O apartamento era pequeno, imaculadamente limpo, o mobiliário, barato. Cheirava a lingüiça frita, batata frita e pão frito. Molly Finn saiu da cozinha, as mãos e os braços vermelhos de anos de esfregar e lavar. Era baixinha e rotunda, da mesma cidade mineira, da mesma idade, sessenta e cinco anos, e forte como o marido.
— Ora essa — exclamou, calorosamente —, foi a maior surpresa que tivemos quando soubemos que o senhor viria nos visitar.
— Nossos amigos comuns queriam saber em primeira mão como vão indo vocês.
— Vamos indo muito bem. Muito bem mesmo — falou Finn. — Claro que não é como o nosso lar em Yorkshire, e sentimos falta dos nossos amigos e do sindicato, mas temos cama e um pouco de comida. — Ouviu-se o ruído de uma privada dando descarga. — Temos um amigo que achamos que gostaria de conhecer — disse Finn, sorrindo de novo.
— É?
— É — disse Finn.
A porta do banheiro se abriu. O barbudo grandão estendeu a mão, calorosamente.
— Sam já me falou muito do senhor, sr. Grey. Sou o comandante Grigóri Suslev, da marinha soviética. Meu navio é o Ivánov. Estamos fazendo pequenos reparos neste refúgio capitalista.
Grey apertou a mão dele, formalmente.
— Prazer em conhecê-lo.
— Temos alguns amigos comuns, sr. Grey.
— É?
— É, Zdenek Hanzolova, de Praga.
— Ah, mas claro! — Grey sorriu. — Conheci-o numa visita da Delegação Comercial Parlamentar à Tchecoslováquia, no ano passado.
— O que achou de Praga?
— Muito interessante. Muito. Mas não gostei da repressão... ou da presença soviética.
Suslev achou graça.
— Foram eles que nos convidaram. Gostamos de cuidar dos nossos amigos. Mas há muita coisa que eu também não aprovo. Lá, na Europa. Até mesmo na Mãe Rússia.
— Sentem-se, por favor. Sentem-se — disse Finn. Sentaram-se ao redor da mesa de jantar, na sala de estar que agora exibia uma toalha de mesa branca e limpa, sobre a qual havia um vaso de aspidistras.
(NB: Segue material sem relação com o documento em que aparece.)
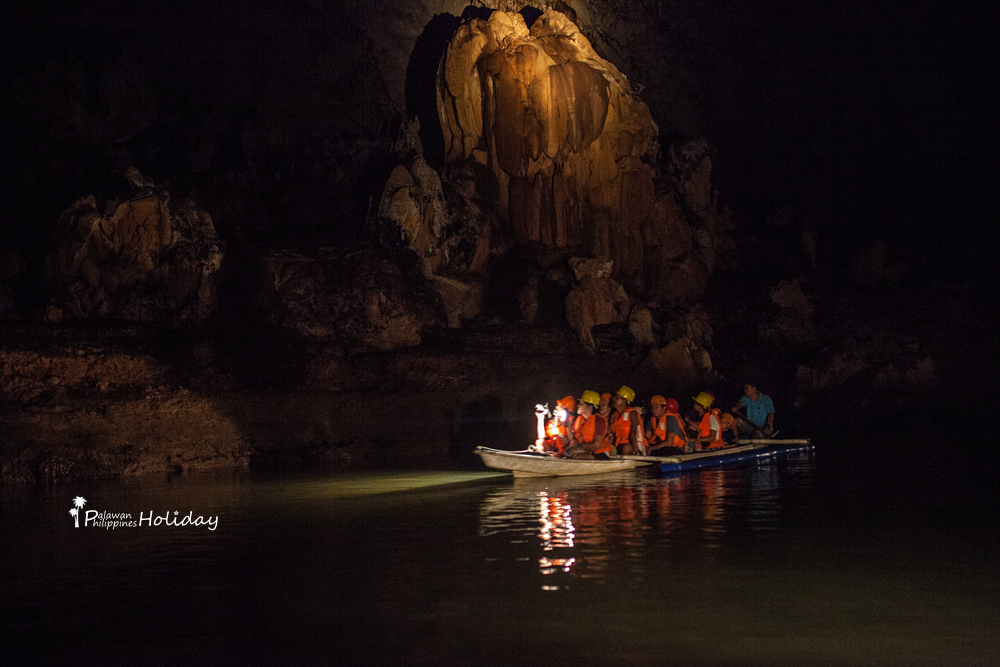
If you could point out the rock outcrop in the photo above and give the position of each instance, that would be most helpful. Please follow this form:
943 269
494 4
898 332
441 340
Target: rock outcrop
357 299
571 149
596 299
446 225
144 259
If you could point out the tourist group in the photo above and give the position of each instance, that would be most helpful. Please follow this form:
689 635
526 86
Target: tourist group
602 425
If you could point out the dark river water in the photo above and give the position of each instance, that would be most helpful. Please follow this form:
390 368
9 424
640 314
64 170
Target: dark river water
842 557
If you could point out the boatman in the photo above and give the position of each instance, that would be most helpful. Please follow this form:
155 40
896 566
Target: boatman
626 424
754 413
557 430
588 440
665 435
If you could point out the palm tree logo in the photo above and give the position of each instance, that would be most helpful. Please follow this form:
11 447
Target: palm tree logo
79 501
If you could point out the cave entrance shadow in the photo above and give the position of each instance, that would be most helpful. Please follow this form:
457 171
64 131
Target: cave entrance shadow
481 423
421 74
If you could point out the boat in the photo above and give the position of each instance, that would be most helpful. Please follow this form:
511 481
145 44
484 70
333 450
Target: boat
528 463
750 450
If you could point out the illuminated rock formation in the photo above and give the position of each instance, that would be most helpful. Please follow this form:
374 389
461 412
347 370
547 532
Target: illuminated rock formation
571 146
144 259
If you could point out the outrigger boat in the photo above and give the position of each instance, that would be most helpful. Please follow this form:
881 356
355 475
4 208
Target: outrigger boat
529 463
751 450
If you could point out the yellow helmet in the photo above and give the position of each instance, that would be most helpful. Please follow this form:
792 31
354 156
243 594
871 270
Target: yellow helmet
704 399
627 393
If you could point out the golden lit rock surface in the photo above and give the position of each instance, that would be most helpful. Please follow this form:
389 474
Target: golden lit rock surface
571 148
143 259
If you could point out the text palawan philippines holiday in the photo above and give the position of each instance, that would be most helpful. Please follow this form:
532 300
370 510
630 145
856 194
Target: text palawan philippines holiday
113 520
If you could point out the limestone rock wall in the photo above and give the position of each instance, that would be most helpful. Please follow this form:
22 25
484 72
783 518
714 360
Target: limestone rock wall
357 299
572 151
560 129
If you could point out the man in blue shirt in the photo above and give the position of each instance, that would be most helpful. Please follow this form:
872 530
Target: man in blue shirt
754 413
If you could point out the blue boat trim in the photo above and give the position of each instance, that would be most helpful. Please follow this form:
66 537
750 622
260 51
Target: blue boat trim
723 457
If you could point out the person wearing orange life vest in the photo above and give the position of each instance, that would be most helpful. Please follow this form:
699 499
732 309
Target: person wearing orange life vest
709 426
589 436
557 430
604 409
626 424
730 431
665 434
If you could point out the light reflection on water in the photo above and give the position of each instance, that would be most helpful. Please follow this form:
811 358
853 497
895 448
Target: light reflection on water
592 522
396 569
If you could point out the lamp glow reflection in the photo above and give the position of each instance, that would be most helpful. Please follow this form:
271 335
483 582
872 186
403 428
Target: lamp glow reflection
555 515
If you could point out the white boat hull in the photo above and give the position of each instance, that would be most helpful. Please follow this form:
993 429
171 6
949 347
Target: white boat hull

— Naturalmente, o senhor sabe que não sou comunista, nem nunca fui — disse Grey. — Não aprovo um Estado policial. Estou totalmente convencido de que o nosso socialismo democrático britânico é o caminho do futuro. Parlamento, representantes eleitos, e tudo o que isso significa, embora muitas das idéias marxistas-leninistas tenham grande valor.
— Política! — exclamou Grigóri Suslev, reprovadora-mente. — Devemos deixar a política para os políticos.
— O sr. Grey é um dos nossos melhores porta-vozes no Parlamento, Grigóri. — Molly Finn virou-se para Grey. — Grigóri também é um bom sujeito, sr. Grey. Não é um desses safados. — Sorveu o seu chá. — Grigóri é um bom sujeito.
— É isso aí, garota — disse Finn.
— Não bom demais, espero — disse Grey, e todos acharam graça. — O que fez com que resolvesse residir aqui, Sam?